The Fair Labor Standards Act, which sets the federal wage and hour laws, says employers must pay employee wages due in a prompt manner. Many states have minimum payday policies, which require an employer to pay employee no less than by the stated time frame. A semimonthly payroll is one of the traditional paydays that may fall into this requirement. Compared to a weekly or biweekly payroll, a semimonthly can be complex.
A semimonthly monthly happens twice per month -- typically, on the 15th and the last day. A biweekly payroll occurs every other week and usually includes a standard 80-hour workweek, particularly for salary employees. However, one semimonthly payroll for a certain month can include more days than the other payroll. For example, in March 2011, the first payroll for salary employees who are paid current, includes payment for 11 workdays from March 1 through March 15. The second payroll includes payment for 12 workdays from March 16 through March 31.
Salary employees have 2,080 work hours per calendar year, which includes paid benefit days, such as vacation and sick time. A semimonthly payroll has 24 pay periods for the year (twice per month x 12 months). This means that a salary employee receives payment for 86.67 hours each payday (2,080 / 24). To arrive at an employee’s salary per semimonthly payday, the employer divides her annual salary by 24 pay periods.
Hourly employee calculation for a semimonthly payroll is not as straightforward as a salary employee calculation.

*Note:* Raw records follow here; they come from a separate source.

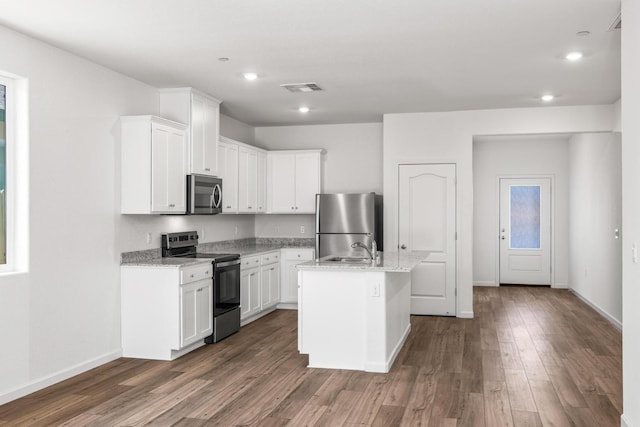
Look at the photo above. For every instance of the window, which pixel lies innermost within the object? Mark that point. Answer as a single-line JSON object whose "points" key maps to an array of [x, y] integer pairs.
{"points": [[3, 174], [14, 174]]}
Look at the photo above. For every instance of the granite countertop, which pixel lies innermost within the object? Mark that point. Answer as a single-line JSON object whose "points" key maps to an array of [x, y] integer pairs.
{"points": [[387, 261], [243, 247]]}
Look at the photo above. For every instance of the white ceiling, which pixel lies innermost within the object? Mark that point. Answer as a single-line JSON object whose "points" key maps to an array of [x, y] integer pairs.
{"points": [[371, 56]]}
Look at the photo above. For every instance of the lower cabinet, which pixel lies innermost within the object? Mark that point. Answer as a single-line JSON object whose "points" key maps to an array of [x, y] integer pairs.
{"points": [[166, 311], [196, 316], [259, 284], [289, 283]]}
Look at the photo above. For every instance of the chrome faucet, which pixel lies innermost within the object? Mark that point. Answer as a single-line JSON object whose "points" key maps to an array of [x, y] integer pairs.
{"points": [[373, 253]]}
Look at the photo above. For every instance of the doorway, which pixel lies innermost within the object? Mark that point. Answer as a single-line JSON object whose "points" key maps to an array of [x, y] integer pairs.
{"points": [[525, 231], [427, 222]]}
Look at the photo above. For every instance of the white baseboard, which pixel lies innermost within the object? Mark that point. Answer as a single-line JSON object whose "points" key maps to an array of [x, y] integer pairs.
{"points": [[485, 283], [623, 421], [597, 308], [62, 375]]}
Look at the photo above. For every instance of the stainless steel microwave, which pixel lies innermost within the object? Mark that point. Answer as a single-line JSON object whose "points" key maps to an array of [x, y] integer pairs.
{"points": [[204, 195]]}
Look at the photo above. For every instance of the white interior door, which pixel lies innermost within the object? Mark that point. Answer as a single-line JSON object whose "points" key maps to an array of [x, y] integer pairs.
{"points": [[525, 231], [427, 222]]}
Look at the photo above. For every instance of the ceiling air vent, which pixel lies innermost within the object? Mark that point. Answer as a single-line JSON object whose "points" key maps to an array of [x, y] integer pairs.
{"points": [[617, 23], [301, 87]]}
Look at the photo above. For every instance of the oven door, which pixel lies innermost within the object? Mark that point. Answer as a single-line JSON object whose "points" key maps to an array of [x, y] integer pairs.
{"points": [[204, 195], [226, 286]]}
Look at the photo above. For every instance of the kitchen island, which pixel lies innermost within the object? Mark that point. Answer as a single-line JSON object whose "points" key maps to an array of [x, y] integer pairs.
{"points": [[355, 315]]}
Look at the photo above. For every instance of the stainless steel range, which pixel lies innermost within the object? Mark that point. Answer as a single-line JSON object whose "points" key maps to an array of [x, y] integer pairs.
{"points": [[226, 281]]}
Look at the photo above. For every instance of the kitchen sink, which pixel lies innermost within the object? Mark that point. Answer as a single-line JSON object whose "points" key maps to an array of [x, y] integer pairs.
{"points": [[348, 260]]}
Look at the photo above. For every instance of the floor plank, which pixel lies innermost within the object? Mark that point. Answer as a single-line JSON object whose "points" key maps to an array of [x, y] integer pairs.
{"points": [[531, 357]]}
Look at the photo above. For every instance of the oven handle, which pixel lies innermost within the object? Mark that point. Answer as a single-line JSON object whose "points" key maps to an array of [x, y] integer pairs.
{"points": [[227, 263]]}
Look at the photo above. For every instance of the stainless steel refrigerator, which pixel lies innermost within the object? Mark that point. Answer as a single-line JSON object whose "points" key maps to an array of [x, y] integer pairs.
{"points": [[343, 219]]}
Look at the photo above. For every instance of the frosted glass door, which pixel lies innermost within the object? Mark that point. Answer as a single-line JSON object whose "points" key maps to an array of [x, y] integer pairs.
{"points": [[525, 231]]}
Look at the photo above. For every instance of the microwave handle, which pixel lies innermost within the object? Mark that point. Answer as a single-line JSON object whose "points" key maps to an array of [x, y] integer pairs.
{"points": [[216, 197]]}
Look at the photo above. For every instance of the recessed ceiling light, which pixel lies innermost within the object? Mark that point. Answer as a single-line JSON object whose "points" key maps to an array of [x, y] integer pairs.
{"points": [[573, 56]]}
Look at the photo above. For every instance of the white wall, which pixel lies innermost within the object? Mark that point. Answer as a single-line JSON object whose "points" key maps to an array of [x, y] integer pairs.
{"points": [[532, 155], [448, 137], [596, 211], [352, 163], [235, 129], [631, 209]]}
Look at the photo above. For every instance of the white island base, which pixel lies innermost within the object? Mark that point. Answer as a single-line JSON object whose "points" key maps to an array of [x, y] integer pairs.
{"points": [[353, 318]]}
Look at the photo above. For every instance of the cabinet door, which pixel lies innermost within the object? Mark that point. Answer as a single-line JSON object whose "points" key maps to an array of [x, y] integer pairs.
{"points": [[229, 173], [188, 310], [247, 180], [262, 182], [198, 142], [245, 306], [307, 182], [265, 280], [274, 284], [282, 187], [168, 169], [204, 312], [254, 290], [211, 134]]}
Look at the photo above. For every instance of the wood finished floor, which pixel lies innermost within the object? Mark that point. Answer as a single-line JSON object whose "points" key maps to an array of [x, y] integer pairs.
{"points": [[531, 357]]}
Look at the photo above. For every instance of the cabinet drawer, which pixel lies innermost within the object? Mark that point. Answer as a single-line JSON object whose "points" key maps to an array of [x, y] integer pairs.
{"points": [[302, 255], [195, 273], [270, 258], [250, 261]]}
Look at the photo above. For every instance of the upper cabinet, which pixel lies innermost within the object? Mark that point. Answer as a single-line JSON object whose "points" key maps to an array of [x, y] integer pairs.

Hourly employees are paid according to hours worked during the pay period. Therefore, to allow enough time for payroll processing, the employer may set a deadline as to when hourly time cards should be submitted. This means that unlike salary employees who are paid current, hourly employees are paid lag. For example, for March 15, 2011 payday, the employee might be paid for time worked through the 10th. For March 31, 2011 payday, he might receive payment from March 11 (where the last payroll left off) through the 28th. This process varies by organization.
Due to the complexity in figuring time cards for hourly employees on a semimonthly payroll, many employers pay hourly employees weekly or biweekly. Some large corporations with both hourly and salary employees establish a biweekly for hourly employees and a semimonthly payroll for salary employees. When a semimonthly payroll falls on a holiday or weekend, employees with direct deposit generally receive payment on the preceding workday.